It's noon and i am somehow drinking by myself in a jazz tent in broad daylight.
She passed out in my bed last night before anything happened. She felt really bad about that, so she gave me head when we woke up this morning.
only you would end up drunk at a subway with a one-eyed homeless man
I'm making presurgery martini's. You need to be here.
She was kind of put off because I kept calling her baby my spirit animal and staring hungrily at her breasts.
We're about to have a bottle rocket fight on jetskis. You have 5 minutes to get on our level.
Why yes actually, getting stoned and reading an AARP magazine IS totally where I wanted my night to end!

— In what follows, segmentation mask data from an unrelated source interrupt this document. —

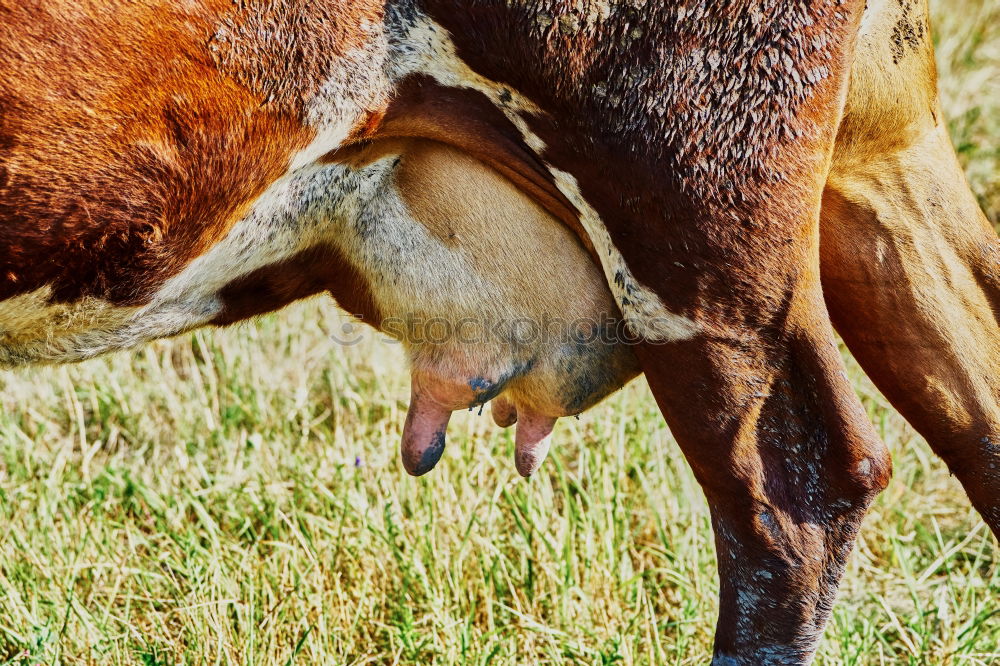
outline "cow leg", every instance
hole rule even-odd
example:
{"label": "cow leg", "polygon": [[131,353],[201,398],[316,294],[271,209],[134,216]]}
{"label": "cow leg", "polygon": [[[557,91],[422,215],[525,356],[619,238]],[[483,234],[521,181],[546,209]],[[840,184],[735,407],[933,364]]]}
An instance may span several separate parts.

i'm currently connecting with my tribal roots aka i just found my recorder from 3rd grade music class... be ready for the recording
i'm exhausted. do you know how hard it is to put together an outfit that is professional enough to secure a babysitting job yet slutty enough to let him know i'm down for sex during naptime?
I'm training him to sit when I whistle the tune from the hunger games. I'm going to be the coolest parent ever.
Today's goal is to get out of bed, before I take a shit. This might be hard
Pass or fail tho
I'm wearing the monkey suit out tonight. I hope you're ok with it leaving the bedroom
They only searched every other person. But I sacrificed myself to get our vodka across the border
Your face; I've seen enough of it for today. Go away now please.